As noted elsewhere in the thread, FIDO currently has fairly primitive container signature support; as a result, FIDO is unable to return signature matches for file formats such as Microsoft Office .docx files. (FIDO currently misidentifies these files as ZIP files, which is technically correct but not useful.) A future version of FIDO is likely to solve this issue. Siegfried supports these files without a problem.

Richard notes that Siegfried is likely to be slower in some cases, but in the testing I've performed so far it outperforms FIDO for most files. However, when Siegfried is slower, due to the full-file scanning Richard mentions, it can be *much* slower. For example, I tested using a 3.3GB MPEG-4 video that neither FIDO nor Siegfried were able to identify; FIDO returned a misleading result in 223 microseconds, while Siegfried took 93.5 seconds to report that it could not identify the file.

I would love to see additional performance testing of FIDO and Siegfried within Archivematica - it would be interesting to me to see how often these edge cases are hit.

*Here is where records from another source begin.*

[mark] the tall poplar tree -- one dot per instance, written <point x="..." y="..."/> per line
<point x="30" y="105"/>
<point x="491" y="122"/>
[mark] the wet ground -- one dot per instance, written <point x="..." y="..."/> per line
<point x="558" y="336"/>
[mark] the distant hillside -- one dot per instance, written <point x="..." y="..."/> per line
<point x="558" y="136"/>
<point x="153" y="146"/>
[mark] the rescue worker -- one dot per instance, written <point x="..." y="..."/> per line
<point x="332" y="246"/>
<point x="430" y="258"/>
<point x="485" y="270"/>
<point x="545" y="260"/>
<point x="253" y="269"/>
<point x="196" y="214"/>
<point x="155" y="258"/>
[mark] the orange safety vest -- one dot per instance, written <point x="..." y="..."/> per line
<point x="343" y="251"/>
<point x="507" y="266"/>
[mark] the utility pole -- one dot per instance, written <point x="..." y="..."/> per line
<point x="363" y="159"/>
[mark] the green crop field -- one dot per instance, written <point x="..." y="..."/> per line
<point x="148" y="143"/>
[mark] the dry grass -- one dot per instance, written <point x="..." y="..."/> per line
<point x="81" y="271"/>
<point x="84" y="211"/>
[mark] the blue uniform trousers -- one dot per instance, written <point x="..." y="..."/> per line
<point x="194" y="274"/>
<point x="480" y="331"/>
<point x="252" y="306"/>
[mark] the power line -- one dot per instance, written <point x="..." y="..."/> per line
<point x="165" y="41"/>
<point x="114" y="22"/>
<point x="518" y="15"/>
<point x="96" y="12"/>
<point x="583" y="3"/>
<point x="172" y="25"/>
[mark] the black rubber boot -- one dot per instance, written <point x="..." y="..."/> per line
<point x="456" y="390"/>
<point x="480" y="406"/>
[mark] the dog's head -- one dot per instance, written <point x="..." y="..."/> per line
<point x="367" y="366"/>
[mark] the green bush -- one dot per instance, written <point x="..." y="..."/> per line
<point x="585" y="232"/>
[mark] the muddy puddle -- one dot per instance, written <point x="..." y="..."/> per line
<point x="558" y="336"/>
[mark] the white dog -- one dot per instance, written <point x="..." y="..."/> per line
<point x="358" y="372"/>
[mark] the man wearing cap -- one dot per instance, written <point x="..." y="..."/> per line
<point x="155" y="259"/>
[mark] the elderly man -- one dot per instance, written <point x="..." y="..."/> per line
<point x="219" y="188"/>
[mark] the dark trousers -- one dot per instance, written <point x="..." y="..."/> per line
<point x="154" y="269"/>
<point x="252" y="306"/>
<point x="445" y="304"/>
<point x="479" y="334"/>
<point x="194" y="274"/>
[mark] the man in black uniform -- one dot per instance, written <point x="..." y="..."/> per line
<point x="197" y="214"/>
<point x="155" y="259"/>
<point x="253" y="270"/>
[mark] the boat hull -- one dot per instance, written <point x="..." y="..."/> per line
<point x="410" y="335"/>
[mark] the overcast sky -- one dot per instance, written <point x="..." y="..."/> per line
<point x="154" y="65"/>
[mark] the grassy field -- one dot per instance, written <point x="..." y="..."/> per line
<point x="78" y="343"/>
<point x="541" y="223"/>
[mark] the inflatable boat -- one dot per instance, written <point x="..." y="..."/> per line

Hope this helps - please let me know if you have additional questions.
Misty

--
Misty De Meo
Software Developer / Systems Analyst
Artefactual Systems
www.artefactual.com

Hutchinson, Tim

unread,
Jun 5, 2015, 11:19:26 PM6/5/15
to <archivematica@googlegroups.com>
Hi Misty,

Thanks for clarifying that. I may have been remembering a scenario where the extension was defined in the Archivematica FPR but not in PRONOM? I'll have to try to retrace my steps, since I definitely remember cases where FIDO returned no id but file extension should have done the trick.

Tim

Misty De Meo

unread,
Jun 5, 2015, 11:30:26 PM6/5/15
to archiv...@googlegroups.com
Sorry, I was a bit unclear.

There are a few formats in the Archivematica registry which don't have PUIDs, and which can only be identified by file extension. In addition to that, PRONOM tracks file extensions - FIDO will attempt to fall back to suggesting file IDs using a file extension if it was unable to perform a signature match. Since it's still using PRONOM data, it returns PUIDs - it can't match any formats that aren't in PRONOM.

Best,
Misty

Hutchinson, Tim

unread,
Jun 5, 2015, 11:35:17 PM6/5/15
to <archivematica@googlegroups.com>
That's probably what I was thinking of. So my wish list item would be a composite rule that falls back on the Archivematica file extension if it's not in PRONOM.

Tim

Sent from my iPhone

Lehane, Richard

unread,
Jun 6, 2015, 1:56:19 AM6/6/15
to archiv...@googlegroups.com
Misty - re. your MPEG-4: it would be great to do some analysis of this file to find out why the PRONOM sigs aren't matching (there is a page on the siegfried wiki that has instructions on how to use `sf -debug` to help with this kind of analysis... https://github.com/richardlehane/siegfried/wiki/Inspect-and-Debug). Siegfried is a lot faster on big files if it can get a positive match early i.e. it won't necessarily do a full scan but it will quit as soon as it gets the best possible result. This means that the better the PRONOM signature database gets the faster siegfried should perform. The worst cases will always be these big unknown files. But 93 secs isn't too bad if you consider siegfried gulped through 3.3GB in that time! That said, if these bad cases come up a lot (e.g. for an audio-visual archive), you can give siegfried the same constraints that FIDO has. To set limits on how much of a file should be scanned use the roy tool - e.g. `roy build -bof 500000`. I think the cool thing about siegfried is that most of the time you can get by, with pretty decent performance, without doing this kind of thing.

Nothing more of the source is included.